Policy experts at the world’s leading professional association of Environment and Sustainability professionals has today welcomed Prime Minister Teresa May’s confirmation that an overhaul of technical education and skills will form a central part of the Plan for Britain – but warns the strategy must be one for the long term.

Martin Baxter, Chief Policy Advisor at IEMA said this morning that the approach and predicted investment in building a stronger technical skills portfolio to boost the UK’s productivity and economic resilience is positive, and presents an opportunity to drive the UK’s skills profile and commitment to sustainability outside of the EU.
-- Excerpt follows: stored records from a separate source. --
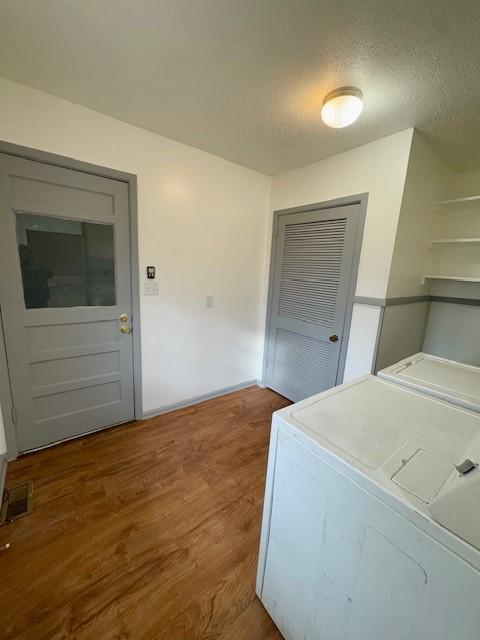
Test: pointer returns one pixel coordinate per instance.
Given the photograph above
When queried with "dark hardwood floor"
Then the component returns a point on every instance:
(145, 531)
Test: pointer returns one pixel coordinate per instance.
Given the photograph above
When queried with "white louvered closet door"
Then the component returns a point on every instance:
(312, 276)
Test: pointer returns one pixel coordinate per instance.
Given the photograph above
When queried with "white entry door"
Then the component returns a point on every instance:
(314, 269)
(66, 300)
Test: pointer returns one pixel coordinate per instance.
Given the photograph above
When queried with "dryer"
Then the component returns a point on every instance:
(453, 381)
(370, 532)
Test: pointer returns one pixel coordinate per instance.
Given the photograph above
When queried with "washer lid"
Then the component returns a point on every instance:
(452, 381)
(369, 420)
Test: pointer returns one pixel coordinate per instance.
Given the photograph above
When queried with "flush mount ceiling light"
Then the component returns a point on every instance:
(342, 107)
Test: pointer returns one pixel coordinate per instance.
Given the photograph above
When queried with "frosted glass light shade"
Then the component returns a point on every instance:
(342, 107)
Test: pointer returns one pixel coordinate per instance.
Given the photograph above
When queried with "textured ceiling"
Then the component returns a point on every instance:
(244, 79)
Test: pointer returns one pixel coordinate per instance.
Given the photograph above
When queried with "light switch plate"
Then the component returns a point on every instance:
(150, 288)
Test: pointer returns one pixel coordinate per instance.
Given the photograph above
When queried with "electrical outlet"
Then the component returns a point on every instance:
(150, 288)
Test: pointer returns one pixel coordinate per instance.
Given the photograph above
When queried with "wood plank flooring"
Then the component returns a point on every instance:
(148, 531)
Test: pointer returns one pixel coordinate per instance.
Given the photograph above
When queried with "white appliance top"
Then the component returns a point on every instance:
(407, 443)
(453, 381)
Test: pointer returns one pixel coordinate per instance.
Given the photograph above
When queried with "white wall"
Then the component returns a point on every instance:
(453, 331)
(403, 332)
(426, 183)
(378, 168)
(202, 222)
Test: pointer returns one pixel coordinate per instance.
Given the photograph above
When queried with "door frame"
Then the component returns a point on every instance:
(360, 199)
(130, 179)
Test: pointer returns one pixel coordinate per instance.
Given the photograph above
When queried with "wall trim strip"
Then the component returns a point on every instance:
(188, 402)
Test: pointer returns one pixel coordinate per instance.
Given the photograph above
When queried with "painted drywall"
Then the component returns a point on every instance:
(202, 222)
(426, 183)
(361, 344)
(453, 331)
(403, 332)
(379, 169)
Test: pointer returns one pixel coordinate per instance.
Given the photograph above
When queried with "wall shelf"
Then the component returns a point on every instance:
(459, 203)
(454, 278)
(453, 241)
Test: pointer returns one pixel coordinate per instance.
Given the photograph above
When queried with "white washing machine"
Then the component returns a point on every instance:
(369, 530)
(453, 381)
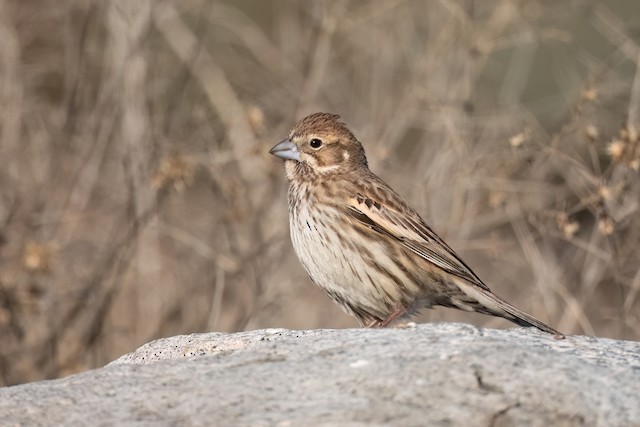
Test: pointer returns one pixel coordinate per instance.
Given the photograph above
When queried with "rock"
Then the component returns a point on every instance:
(431, 374)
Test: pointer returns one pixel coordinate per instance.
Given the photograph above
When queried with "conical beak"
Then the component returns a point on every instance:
(286, 149)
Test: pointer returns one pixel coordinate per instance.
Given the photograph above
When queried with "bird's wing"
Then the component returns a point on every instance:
(411, 231)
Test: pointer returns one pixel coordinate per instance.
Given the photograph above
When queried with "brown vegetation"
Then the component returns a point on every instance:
(138, 200)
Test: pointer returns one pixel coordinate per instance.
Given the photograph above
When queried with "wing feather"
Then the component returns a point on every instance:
(411, 231)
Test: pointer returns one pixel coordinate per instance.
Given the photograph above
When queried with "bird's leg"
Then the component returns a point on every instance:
(393, 316)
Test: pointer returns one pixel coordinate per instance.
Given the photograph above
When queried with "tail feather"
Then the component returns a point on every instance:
(492, 304)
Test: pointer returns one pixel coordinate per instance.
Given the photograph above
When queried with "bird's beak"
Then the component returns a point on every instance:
(287, 150)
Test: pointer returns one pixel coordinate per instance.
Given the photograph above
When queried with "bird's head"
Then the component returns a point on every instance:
(320, 144)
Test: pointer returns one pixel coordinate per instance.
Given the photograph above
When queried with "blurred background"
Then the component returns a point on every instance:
(138, 199)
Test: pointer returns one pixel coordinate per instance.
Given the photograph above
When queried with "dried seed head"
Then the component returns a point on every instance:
(174, 170)
(568, 227)
(38, 257)
(517, 140)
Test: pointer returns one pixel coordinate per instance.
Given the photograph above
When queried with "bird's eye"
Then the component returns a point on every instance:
(315, 143)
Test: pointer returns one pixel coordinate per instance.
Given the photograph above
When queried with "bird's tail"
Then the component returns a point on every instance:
(494, 305)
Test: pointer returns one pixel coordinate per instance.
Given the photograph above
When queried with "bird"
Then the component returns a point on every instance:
(362, 244)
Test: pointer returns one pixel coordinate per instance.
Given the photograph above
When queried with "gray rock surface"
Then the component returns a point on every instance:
(432, 374)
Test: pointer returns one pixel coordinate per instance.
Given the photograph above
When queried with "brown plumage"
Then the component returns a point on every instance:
(362, 244)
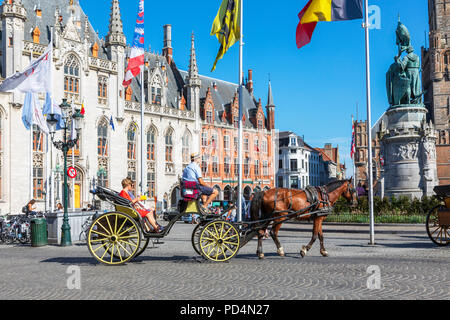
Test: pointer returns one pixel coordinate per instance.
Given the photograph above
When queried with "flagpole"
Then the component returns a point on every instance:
(241, 99)
(142, 130)
(31, 143)
(369, 124)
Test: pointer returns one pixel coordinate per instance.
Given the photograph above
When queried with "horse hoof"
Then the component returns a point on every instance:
(303, 252)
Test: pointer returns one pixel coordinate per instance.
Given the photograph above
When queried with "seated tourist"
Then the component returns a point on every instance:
(193, 173)
(127, 193)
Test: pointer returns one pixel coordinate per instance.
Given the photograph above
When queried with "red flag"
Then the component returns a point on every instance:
(304, 31)
(353, 151)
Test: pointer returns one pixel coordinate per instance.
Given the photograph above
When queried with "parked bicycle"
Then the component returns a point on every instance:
(17, 229)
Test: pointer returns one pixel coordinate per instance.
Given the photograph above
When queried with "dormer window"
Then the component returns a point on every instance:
(156, 90)
(36, 35)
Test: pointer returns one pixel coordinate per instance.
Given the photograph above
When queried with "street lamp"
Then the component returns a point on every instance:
(58, 173)
(64, 146)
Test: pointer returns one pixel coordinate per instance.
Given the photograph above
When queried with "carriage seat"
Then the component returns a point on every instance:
(106, 194)
(189, 190)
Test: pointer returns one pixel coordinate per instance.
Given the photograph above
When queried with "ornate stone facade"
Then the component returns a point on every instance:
(89, 70)
(436, 81)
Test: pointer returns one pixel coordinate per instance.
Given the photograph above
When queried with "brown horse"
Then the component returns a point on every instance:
(286, 204)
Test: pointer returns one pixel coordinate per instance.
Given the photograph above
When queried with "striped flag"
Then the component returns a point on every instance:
(325, 10)
(137, 60)
(226, 27)
(353, 151)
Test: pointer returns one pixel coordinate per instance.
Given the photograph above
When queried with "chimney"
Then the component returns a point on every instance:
(168, 50)
(250, 82)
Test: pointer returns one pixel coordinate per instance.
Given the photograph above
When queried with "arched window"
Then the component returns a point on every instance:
(131, 153)
(169, 145)
(186, 144)
(131, 138)
(38, 163)
(156, 86)
(128, 93)
(103, 153)
(169, 151)
(102, 90)
(151, 144)
(102, 144)
(72, 77)
(1, 155)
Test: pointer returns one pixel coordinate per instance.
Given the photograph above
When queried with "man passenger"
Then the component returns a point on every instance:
(193, 173)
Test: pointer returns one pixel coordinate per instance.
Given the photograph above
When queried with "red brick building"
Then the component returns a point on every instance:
(436, 81)
(219, 112)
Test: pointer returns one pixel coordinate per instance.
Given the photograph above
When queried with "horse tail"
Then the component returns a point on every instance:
(255, 206)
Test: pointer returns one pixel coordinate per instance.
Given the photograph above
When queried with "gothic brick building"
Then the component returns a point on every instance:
(436, 81)
(180, 107)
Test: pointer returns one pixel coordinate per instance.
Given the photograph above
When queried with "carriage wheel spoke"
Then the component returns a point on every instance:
(105, 252)
(98, 223)
(130, 244)
(99, 240)
(129, 254)
(109, 224)
(100, 247)
(120, 234)
(101, 234)
(112, 253)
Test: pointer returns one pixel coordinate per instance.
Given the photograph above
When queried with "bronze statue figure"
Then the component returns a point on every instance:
(403, 78)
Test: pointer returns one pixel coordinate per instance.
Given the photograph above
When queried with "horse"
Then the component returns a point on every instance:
(280, 205)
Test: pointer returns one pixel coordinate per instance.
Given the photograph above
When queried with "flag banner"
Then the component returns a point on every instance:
(353, 151)
(111, 122)
(83, 110)
(325, 10)
(36, 77)
(226, 27)
(56, 111)
(32, 113)
(137, 60)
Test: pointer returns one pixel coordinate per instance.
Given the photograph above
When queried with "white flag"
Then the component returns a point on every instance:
(32, 113)
(36, 77)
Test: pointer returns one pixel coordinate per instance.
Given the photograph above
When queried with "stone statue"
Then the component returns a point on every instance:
(403, 78)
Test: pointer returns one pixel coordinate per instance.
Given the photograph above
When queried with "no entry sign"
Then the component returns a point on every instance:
(72, 172)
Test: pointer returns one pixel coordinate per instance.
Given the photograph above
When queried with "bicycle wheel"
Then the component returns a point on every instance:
(438, 234)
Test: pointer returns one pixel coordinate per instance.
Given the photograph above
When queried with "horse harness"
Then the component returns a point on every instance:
(312, 196)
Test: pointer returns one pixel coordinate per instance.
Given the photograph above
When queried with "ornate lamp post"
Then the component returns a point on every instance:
(58, 173)
(64, 146)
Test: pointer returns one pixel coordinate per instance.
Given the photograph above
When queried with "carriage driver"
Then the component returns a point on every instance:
(193, 173)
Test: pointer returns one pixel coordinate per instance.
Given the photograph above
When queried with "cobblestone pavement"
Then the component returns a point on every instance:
(411, 267)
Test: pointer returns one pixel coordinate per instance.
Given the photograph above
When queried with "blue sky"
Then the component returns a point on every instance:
(317, 88)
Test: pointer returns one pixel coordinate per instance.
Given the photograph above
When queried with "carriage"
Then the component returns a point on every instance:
(117, 237)
(438, 219)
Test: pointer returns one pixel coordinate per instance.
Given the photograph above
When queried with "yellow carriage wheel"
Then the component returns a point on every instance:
(114, 238)
(219, 241)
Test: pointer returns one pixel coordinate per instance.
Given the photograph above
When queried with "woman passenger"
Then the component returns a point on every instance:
(127, 193)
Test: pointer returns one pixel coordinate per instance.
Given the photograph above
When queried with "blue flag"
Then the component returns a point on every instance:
(111, 122)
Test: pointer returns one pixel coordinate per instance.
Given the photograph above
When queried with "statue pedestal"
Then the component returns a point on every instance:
(408, 144)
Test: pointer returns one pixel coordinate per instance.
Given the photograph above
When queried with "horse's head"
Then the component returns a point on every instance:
(350, 193)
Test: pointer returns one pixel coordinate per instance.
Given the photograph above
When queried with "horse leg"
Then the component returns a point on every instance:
(305, 249)
(259, 251)
(323, 251)
(274, 235)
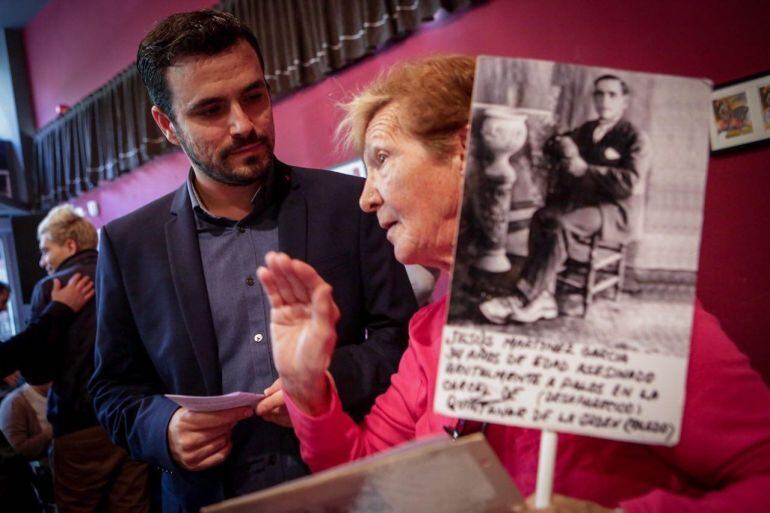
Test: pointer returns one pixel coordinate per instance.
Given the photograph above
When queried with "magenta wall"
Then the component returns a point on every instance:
(709, 40)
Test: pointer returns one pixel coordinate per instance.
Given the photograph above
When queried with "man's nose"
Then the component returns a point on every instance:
(240, 123)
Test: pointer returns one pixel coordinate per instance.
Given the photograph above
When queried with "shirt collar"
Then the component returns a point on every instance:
(262, 199)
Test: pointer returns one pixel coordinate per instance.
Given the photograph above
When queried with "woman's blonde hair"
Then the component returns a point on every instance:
(62, 224)
(434, 96)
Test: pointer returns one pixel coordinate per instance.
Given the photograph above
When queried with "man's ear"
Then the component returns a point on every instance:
(71, 246)
(165, 125)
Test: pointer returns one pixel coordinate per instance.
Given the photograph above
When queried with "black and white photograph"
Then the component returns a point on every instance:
(581, 219)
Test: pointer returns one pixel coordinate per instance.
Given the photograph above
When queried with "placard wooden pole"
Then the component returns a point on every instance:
(545, 468)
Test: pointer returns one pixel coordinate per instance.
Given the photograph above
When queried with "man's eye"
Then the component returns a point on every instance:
(209, 111)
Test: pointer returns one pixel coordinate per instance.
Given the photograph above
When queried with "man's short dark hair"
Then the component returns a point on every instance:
(204, 32)
(623, 86)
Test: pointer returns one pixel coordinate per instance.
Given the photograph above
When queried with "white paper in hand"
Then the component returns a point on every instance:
(216, 402)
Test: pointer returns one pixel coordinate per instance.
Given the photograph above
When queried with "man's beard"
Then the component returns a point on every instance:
(256, 165)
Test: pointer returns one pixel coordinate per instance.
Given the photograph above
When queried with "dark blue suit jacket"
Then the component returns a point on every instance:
(155, 333)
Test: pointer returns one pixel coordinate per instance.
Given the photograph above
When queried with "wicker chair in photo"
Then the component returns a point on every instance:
(604, 269)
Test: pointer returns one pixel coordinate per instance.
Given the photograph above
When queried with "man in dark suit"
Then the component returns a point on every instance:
(179, 307)
(90, 472)
(598, 189)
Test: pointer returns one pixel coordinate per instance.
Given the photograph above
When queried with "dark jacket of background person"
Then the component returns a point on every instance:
(156, 335)
(68, 362)
(23, 350)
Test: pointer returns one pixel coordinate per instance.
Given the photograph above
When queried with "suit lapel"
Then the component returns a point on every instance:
(190, 286)
(292, 218)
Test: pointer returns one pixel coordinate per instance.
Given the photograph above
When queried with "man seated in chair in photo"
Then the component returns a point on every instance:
(597, 189)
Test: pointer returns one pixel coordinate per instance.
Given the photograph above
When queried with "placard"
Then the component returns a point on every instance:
(572, 296)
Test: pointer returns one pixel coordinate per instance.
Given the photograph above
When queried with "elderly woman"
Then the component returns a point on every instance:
(411, 127)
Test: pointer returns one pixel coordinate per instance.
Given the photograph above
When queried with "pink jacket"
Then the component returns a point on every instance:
(721, 464)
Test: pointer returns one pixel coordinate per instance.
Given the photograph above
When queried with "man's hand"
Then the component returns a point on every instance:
(78, 292)
(562, 504)
(200, 440)
(273, 407)
(575, 166)
(302, 326)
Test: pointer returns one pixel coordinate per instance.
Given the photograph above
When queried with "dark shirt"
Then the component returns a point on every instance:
(230, 252)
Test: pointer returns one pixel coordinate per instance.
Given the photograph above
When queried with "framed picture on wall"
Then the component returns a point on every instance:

Commenting on the launch of the Government’s Industrial Strategy Green Paper, Baxter said today:

“Government must use the Industrial Strategy as an opportunity to accelerate the UK’s transition to a low-carbon, resource efficient economy – one that is flexible and agile and which gives a progressive outlook for the UK’s future outside the EU.

We welcome the focus on skills and education, as it is vital that tomorrow’s workforce has the competence and capability to innovate and compete globally in high-value manufacturing and leading technology.

There is a real opportunity with the Industrial Strategy, and forthcoming 25 year Environment Plan and Carbon Emissions Reduction Plan, to set long-term economic and environmental outcomes which set the conditions to unlock investment, enhance natural capital and provide employment and export opportunities for UK business.

We will ensure that the Environment and Sustainability profession makes a positive contribution in responding to the Green Paper.”